À travers cette œuvre mêlant mémoire historique et engagement social, Wesli affirme concilier création artistique et devoir de transmission. « Une histoire comme la nôtre est facile à transmettre par la musique. D’autres artistes l’ont fait avant moi : Bob Marley, Alpha Blondy, Fela Kuti, King Sunny Adé, Tiken Jah Fakoly », souligne-t-il. Cet album de 24 titres explore une diversité de thèmes et met en avant plusieurs instruments traditionnels haïtiens et africains : le konè, le bamboo, le banjo, le manoumba du troubadour, le kata, le segon, le boula, le manman tambou, le wemblé, le pléplé, le ralé et l’asòtò.

« J’ai collaboré avec BIC, pour moi l’un des meilleurs paroliers haïtiens ; Tamara Suffren, une voix exceptionnelle ; Meryem Saci, chanteuse et rappeuse algérienne polyvalente ; ILam, un Sénégalais dont j’ai produit l’album ; et Afrotronix, une figure incontournable de la musique africaine internationale », ajoute-t-il.
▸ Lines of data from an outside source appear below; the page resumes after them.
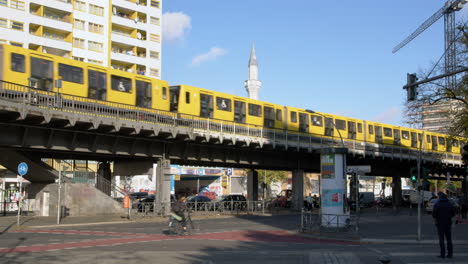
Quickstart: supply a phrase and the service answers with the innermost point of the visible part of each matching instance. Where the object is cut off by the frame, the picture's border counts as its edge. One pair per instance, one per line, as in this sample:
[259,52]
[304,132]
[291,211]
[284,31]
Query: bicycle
[177,224]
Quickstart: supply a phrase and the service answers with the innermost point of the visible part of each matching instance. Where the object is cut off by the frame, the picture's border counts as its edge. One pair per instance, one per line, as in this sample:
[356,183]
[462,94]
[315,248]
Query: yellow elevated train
[41,71]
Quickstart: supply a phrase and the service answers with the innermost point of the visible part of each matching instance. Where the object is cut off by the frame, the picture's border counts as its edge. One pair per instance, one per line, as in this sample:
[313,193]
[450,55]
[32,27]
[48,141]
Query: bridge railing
[89,107]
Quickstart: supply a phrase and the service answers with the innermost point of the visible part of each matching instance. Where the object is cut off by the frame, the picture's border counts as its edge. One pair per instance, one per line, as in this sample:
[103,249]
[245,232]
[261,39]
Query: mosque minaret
[253,85]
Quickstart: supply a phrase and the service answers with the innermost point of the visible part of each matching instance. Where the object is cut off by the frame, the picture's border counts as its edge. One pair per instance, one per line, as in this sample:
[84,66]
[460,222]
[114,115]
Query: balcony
[123,39]
[64,5]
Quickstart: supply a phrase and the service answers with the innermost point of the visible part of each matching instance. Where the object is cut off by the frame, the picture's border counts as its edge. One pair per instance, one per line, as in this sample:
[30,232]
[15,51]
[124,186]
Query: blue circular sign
[22,168]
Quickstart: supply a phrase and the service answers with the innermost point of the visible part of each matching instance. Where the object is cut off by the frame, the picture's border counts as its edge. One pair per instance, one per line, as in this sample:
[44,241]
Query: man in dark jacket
[442,213]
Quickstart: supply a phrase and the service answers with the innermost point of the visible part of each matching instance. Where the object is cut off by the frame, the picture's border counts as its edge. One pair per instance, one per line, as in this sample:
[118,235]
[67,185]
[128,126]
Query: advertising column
[333,187]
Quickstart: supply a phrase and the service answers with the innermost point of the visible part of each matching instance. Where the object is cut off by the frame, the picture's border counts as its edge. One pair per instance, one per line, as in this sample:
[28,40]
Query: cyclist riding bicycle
[178,212]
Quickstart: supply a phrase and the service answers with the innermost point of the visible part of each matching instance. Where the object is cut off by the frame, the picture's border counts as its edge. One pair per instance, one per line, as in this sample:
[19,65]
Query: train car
[41,71]
[205,103]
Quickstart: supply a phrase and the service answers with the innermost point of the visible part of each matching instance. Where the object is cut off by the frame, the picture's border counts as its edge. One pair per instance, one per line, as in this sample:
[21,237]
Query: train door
[239,112]
[396,137]
[329,127]
[269,117]
[97,85]
[303,123]
[42,74]
[378,135]
[414,140]
[143,93]
[174,98]
[351,130]
[206,105]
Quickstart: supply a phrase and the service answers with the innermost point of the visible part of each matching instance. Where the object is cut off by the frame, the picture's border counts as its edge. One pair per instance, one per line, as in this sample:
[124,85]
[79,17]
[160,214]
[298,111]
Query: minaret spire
[253,85]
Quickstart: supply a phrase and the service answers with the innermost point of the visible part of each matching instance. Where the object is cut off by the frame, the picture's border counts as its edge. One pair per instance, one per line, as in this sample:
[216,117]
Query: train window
[143,94]
[71,73]
[121,84]
[42,69]
[441,141]
[317,120]
[279,115]
[293,116]
[17,62]
[255,110]
[340,124]
[223,104]
[269,117]
[164,93]
[97,85]
[387,132]
[405,134]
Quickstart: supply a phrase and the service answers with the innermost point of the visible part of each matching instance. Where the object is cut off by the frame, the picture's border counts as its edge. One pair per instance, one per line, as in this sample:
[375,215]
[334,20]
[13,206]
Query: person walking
[443,212]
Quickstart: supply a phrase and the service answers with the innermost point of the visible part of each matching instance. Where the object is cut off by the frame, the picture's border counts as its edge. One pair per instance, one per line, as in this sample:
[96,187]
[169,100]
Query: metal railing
[26,95]
[317,222]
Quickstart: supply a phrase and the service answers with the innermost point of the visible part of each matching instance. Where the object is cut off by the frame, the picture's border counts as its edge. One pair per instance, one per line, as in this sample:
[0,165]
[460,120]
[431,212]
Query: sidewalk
[389,227]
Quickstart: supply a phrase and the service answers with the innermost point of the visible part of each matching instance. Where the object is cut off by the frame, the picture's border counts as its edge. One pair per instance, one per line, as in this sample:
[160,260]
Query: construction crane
[448,11]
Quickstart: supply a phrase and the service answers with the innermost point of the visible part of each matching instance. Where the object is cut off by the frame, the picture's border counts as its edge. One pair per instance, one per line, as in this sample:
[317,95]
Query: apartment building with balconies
[123,34]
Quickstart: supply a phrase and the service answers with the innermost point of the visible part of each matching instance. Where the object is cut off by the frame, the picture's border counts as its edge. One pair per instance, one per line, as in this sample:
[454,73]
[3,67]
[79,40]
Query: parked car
[229,202]
[198,203]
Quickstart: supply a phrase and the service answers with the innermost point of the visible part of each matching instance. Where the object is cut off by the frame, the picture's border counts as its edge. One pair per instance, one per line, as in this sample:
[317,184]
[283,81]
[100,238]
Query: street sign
[22,168]
[358,169]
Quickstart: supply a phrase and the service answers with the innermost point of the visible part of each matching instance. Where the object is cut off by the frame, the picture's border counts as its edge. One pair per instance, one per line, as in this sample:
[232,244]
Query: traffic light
[465,154]
[411,79]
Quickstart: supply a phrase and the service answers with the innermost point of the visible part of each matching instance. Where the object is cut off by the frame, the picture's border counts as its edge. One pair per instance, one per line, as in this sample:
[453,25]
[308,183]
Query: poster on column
[332,198]
[327,166]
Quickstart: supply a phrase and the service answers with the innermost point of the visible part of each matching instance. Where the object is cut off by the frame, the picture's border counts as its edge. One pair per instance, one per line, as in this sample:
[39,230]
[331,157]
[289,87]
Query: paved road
[243,239]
Wesli affirme avoir investi énormément d’énergie dans la production de cet album, précisant qu’il n’y a pas de différence d’effort entre un projet de 16 ou de 24 titres : « La seule différence, c’est l’inspiration qui doit couler, et la maîtrise technique. La musique haïtienne doit atteindre ce niveau », dit-il avant de féliciter Watson G pour son album Life Goes On composé de 21 chansons.

À la suite de la sortie de Makaya, l’artiste prépare déjà son nouveau spectacle, dont plusieurs dates sont annoncées : 20 décembre, Théâtre Renaissance, Rabat (Maroc) ; 21 décembre, Casablanca, Village de la Coupe d’Afrique des Nations ; 23 et 24 avril, Festival International de Louisiane (USA) ; 25 avril, LIF Scène Indigène, Lafayette (USA) ; 26 avril, Blue Moon, Lafayette (USA).

Enfin, Wesli, pour qui Haïti reste omniprésent dans toutes les dimensions de sa vie, confie ressentir une profonde inquiétude face à la situation actuelle du pays : « Nous, membres de la diaspora, sommes très préoccupés par la conjoncture du pays, et nous prenons nos responsabilités pour soutenir nos proches », dit celui qui se dit heureux d’être utile à sa communauté « en faisant ce qu’il aime ».